Here’s the result if when I run the same code again:
{ "_id" : 1, "name" : "Bob", "salary" : 55000 }
{ "_id" : 2, "name" : "Sarah", "salary" : 128000 }
{ "_id" : 9, "name" : "Xena", "salary" : 382000 }
We get a different selection of documents.
We can increase the sample size by increasing the number.
Example:
db.employees.aggregate(
[
{
$sample: { size: 5 }
}
]
)
Result:
{ "_id" : 9, "name" : "Xena", "salary" : 382000 }
{ "_id" : 3, "name" : "Fritz", "salary" : 25000 }
{ "_id" : 4, "name" : "Christopher", "salary" : 45000 }
{ "_id" : 8, "name" : "Zoro", "salary" : 300000 }
{ "_id" : 5, "name" : "Beck", "salary" : 82000 }
Randomly Return All Documents
If the requested sample size matches, or is larger than the number of documents in the collection, all documents are returned in random order.
Example:
db.employees.aggregate(
[
{
$sample: { size: 100 }
}
]
)
Result:
{ "_id" : 4, "name" : "Christopher", "salary" : 45000 }
{ "_id" : 8, "name" : "Zoro", "salary" : 300000 }
{ "_id" : 5, "name" : "Beck", "salary" : 82000 }
{ "_id" : 2, "name" : "Sarah", "salary" : 128000 }
{ "_id" : 6, "name" : "Homer", "salary" : 1 }
{ "_id" : 9, "name" : "Xena", "salary" : 382000 }
{ "_id" : 3, "name" : "Fritz", "salary" : 25000 }
{ "_id" : 7, "name" : "Bartholomew", "salary" : 1582000 }
{ "_id" : 1, "name" : "Bob", "salary" : 55000 }
How $sample Calculates the Result
The $sample stage uses one of two methods to produce the result. The actual method used depends on the scenario.
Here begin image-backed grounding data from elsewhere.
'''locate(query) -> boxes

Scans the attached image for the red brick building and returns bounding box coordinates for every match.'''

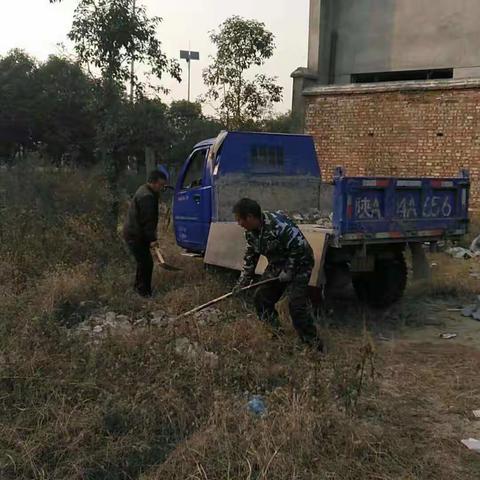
[302,80,480,208]
[292,0,480,209]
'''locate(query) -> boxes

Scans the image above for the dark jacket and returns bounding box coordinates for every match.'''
[123,184,159,244]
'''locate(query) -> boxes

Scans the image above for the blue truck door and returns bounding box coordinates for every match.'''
[174,147,212,252]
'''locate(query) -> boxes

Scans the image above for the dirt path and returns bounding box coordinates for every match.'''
[400,311,480,350]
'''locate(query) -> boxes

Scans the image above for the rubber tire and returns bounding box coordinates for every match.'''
[352,253,407,309]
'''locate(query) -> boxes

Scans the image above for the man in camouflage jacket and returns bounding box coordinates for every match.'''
[233,198,322,350]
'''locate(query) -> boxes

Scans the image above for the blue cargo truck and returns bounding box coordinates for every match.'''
[173,132,470,307]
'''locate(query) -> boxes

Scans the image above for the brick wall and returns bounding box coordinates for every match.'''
[303,80,480,209]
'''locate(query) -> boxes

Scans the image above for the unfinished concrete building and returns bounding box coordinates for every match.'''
[292,0,480,208]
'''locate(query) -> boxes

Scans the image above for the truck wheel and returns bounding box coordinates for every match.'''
[352,254,407,309]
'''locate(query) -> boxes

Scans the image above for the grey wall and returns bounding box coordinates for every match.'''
[308,0,480,84]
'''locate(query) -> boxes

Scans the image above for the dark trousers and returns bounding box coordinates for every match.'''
[127,241,154,297]
[254,273,318,345]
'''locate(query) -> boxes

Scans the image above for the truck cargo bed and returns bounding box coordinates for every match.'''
[331,169,470,245]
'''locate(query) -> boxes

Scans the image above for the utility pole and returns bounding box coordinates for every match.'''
[130,0,136,103]
[180,50,200,102]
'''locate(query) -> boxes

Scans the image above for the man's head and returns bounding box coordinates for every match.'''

The following table outlines which method is used for each scenario.
| Scenario | Method used to produce the results |
|---|---|
| All of the following conditions are met: – $sample is the first stage of the pipeline– The specified sample size is less than 5% of the total documents in the collection – The collection contains more than 100 documents | $sample uses a pseudo-random cursor to select documents. |
| All of the above conditions are not met. | $sample performs a collection scan followed by a random sort to select the specified number of documents. |
Duplicates
The MongoDB documentation warns that $sample may output the same document more than once in its result set.